Une première enquête lancée en 2017, après des révélations du Canard enchaîné, avait poussé M. Ferrand à quitter le gouvernement après un mois à peine. Elle avait été classée sans suite par le procureur de Brest au bout de quelques mois. Le parquet avait invoqué la prescription pour la prise illégale d’intérêts, et jugé que les infractions d’abus de confiance et d’escroquerie n’étaient pas constituées.

La mise en examen d’un président de l’Assemblée nationale en cours d’exercice est une première. M. Ferrand y a réagi aussitôt en se disant «déterminé à poursuivre (sa) mission à la tête de l’Assemblée ». Il a également assuré « rester serein sur l’issue de la procédure, au regard du classement sans suite de l’ensemble des griefs de la première plainte (...), d’autant plus qu’aucun élément nouveau n’a été versé à ce dossier dans lequel il n’y a ni préjudice ni victime ».

Soutien du gouvernement

La macronie faisait bloc jeudi matin autour d’un de ses piliers, le président de l’Assemblée Richard Ferrand, que l’affaire des Mutuelles de Bretagne revient hanter sous la forme d’une mise en examen pour prise illégale d’intérêts.
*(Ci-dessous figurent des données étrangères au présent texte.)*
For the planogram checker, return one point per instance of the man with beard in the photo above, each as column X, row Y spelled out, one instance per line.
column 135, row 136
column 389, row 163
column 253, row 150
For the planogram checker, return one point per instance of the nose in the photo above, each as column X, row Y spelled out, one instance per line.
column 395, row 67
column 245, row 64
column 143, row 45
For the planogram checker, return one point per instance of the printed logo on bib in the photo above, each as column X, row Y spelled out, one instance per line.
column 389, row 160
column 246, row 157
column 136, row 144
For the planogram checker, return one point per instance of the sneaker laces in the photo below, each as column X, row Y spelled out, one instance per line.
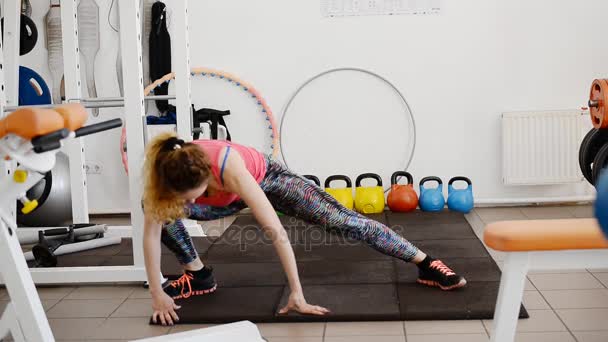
column 441, row 267
column 182, row 281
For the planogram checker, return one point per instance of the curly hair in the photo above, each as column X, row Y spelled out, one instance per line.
column 171, row 167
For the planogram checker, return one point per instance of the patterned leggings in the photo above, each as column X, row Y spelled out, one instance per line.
column 295, row 196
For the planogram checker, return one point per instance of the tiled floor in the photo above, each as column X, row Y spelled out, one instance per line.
column 565, row 306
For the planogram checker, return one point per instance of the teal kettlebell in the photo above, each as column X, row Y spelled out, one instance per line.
column 431, row 199
column 600, row 208
column 460, row 200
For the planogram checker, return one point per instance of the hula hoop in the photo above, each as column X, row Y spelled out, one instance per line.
column 206, row 72
column 370, row 73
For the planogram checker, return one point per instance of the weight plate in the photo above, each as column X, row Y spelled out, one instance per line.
column 599, row 95
column 28, row 35
column 600, row 162
column 592, row 143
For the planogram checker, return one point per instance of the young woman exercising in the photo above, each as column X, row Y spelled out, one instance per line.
column 210, row 179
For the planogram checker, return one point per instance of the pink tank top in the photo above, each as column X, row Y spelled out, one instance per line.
column 254, row 160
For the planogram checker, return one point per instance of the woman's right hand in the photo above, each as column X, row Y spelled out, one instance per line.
column 164, row 309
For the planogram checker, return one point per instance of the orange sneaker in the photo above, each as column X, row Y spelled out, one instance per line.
column 192, row 284
column 439, row 275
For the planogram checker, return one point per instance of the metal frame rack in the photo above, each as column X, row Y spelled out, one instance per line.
column 131, row 47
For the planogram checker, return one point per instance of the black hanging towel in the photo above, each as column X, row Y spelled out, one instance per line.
column 160, row 52
column 214, row 117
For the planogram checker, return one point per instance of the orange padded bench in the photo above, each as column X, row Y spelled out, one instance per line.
column 544, row 235
column 30, row 122
column 536, row 245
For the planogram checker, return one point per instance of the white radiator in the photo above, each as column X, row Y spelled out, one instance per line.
column 542, row 147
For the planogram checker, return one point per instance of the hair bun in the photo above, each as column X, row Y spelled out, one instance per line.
column 173, row 143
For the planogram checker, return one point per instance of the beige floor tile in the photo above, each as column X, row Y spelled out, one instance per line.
column 582, row 211
column 135, row 308
column 568, row 281
column 602, row 277
column 529, row 286
column 444, row 327
column 364, row 329
column 54, row 292
column 48, row 304
column 100, row 292
column 295, row 339
column 544, row 337
column 187, row 327
column 591, row 336
column 584, row 319
column 597, row 270
column 577, row 299
column 362, row 338
column 291, row 329
column 74, row 328
column 140, row 293
column 451, row 338
column 496, row 255
column 539, row 321
column 87, row 308
column 562, row 271
column 128, row 328
column 489, row 215
column 544, row 213
column 534, row 301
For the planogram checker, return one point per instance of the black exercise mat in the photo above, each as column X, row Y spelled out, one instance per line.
column 353, row 302
column 353, row 280
column 475, row 301
column 356, row 282
column 231, row 304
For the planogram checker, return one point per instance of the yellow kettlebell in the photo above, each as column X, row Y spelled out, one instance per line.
column 343, row 195
column 369, row 199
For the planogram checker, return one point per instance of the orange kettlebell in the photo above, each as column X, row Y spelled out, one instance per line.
column 402, row 197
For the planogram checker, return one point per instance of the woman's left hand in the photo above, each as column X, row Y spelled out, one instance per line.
column 298, row 303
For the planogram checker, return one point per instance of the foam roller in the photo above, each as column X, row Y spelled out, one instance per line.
column 81, row 246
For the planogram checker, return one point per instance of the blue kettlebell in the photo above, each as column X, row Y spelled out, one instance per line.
column 601, row 202
column 431, row 199
column 460, row 200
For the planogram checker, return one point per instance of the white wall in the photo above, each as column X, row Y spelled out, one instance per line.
column 458, row 71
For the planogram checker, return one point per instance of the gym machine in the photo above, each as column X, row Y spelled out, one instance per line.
column 31, row 138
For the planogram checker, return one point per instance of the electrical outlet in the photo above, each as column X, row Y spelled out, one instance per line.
column 373, row 6
column 93, row 169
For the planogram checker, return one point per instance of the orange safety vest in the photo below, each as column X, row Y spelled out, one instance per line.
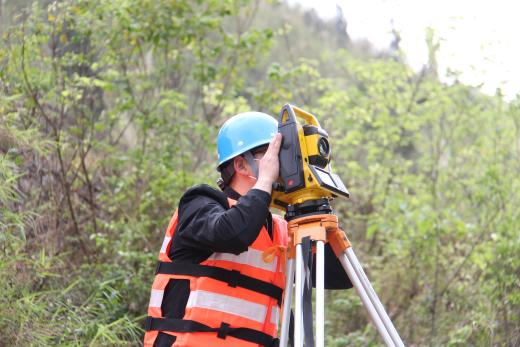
column 234, row 300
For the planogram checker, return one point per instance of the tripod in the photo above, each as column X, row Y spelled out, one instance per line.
column 314, row 222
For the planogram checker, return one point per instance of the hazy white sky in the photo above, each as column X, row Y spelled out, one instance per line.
column 480, row 39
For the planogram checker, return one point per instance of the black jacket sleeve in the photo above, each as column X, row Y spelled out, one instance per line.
column 207, row 223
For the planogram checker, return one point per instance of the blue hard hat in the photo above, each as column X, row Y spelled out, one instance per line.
column 243, row 132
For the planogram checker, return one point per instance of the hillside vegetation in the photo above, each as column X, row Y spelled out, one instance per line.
column 109, row 110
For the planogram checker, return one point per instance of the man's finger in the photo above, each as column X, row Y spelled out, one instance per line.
column 275, row 143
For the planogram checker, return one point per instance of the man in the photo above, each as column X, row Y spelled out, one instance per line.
column 220, row 278
column 221, row 273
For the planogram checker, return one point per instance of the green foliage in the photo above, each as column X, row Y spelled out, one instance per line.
column 109, row 111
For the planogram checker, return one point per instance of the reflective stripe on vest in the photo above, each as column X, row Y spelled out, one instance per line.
column 213, row 302
column 228, row 304
column 251, row 257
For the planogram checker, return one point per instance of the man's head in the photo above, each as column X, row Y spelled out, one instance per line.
column 241, row 142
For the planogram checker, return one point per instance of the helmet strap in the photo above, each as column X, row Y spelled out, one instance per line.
column 251, row 161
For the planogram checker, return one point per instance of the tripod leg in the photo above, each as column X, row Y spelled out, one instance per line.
column 286, row 318
column 298, row 305
column 374, row 316
column 349, row 253
column 320, row 294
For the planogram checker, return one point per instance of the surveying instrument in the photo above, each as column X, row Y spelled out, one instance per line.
column 304, row 190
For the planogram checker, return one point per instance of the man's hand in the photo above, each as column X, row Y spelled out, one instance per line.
column 269, row 166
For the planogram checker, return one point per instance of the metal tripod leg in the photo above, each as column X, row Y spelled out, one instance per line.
column 320, row 293
column 370, row 299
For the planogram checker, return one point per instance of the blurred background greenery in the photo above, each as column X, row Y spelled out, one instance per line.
column 109, row 110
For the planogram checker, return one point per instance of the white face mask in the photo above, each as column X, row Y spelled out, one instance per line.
column 253, row 177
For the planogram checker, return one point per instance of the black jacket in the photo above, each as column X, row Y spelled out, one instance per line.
column 206, row 224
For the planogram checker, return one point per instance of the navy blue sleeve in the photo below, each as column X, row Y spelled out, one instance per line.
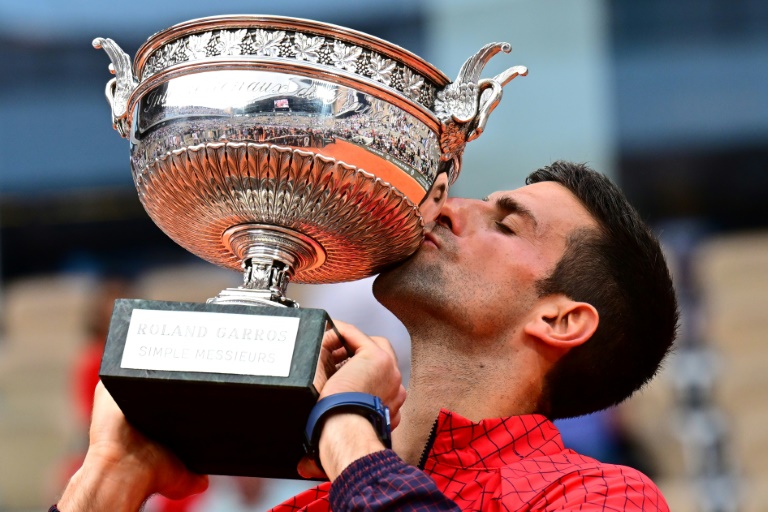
column 383, row 481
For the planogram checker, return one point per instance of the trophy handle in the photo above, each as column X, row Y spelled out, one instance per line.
column 464, row 105
column 120, row 88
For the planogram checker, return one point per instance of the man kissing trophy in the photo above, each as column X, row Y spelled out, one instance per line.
column 292, row 150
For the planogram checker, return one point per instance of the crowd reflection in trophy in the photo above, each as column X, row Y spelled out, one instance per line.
column 406, row 142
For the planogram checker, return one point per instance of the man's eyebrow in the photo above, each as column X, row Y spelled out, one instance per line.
column 509, row 206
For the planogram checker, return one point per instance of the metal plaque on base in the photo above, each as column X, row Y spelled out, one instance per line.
column 290, row 150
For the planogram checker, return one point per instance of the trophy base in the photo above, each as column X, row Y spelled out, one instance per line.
column 227, row 388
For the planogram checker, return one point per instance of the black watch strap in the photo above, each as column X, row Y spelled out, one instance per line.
column 369, row 406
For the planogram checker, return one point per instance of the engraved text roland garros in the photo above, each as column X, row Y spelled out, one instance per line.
column 257, row 89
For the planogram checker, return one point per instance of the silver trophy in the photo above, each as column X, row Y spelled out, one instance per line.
column 291, row 150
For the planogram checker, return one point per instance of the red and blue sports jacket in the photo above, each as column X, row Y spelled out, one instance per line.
column 516, row 463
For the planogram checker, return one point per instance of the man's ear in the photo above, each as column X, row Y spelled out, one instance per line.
column 562, row 323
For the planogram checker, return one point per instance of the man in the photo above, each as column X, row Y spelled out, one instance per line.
column 548, row 301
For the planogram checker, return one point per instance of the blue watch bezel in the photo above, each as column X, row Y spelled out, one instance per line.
column 369, row 406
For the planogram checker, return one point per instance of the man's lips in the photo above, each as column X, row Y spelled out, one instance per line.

Le président Emmanuel Macron maintient «toute sa confiance» en M. Ferrand, a déclaré sur Europe 1 la porte-parole du gouvernement, Sibeth Ndiaye.

C’est «un homme loyal, droit, qui a un parcours politique exemplaire», a-t-elle insisté en demandant de respecter «la présomption d’innocence».

« Il n’y a pas de logique politique » à ce qu’il démissionne, a plaidé Sibeth Nidaye, car « un membre du gouvernement est nommé, un parlementaire est élu; quand on est président de l’Assemblée nationale, on est élu deux fois ». L’argument a été repris à peu près tel quel par ses collègues Jacqueline Gourault (Cohésion des territoires) et Sébastien Lecornu (Collectivités) dans d’autres interviews.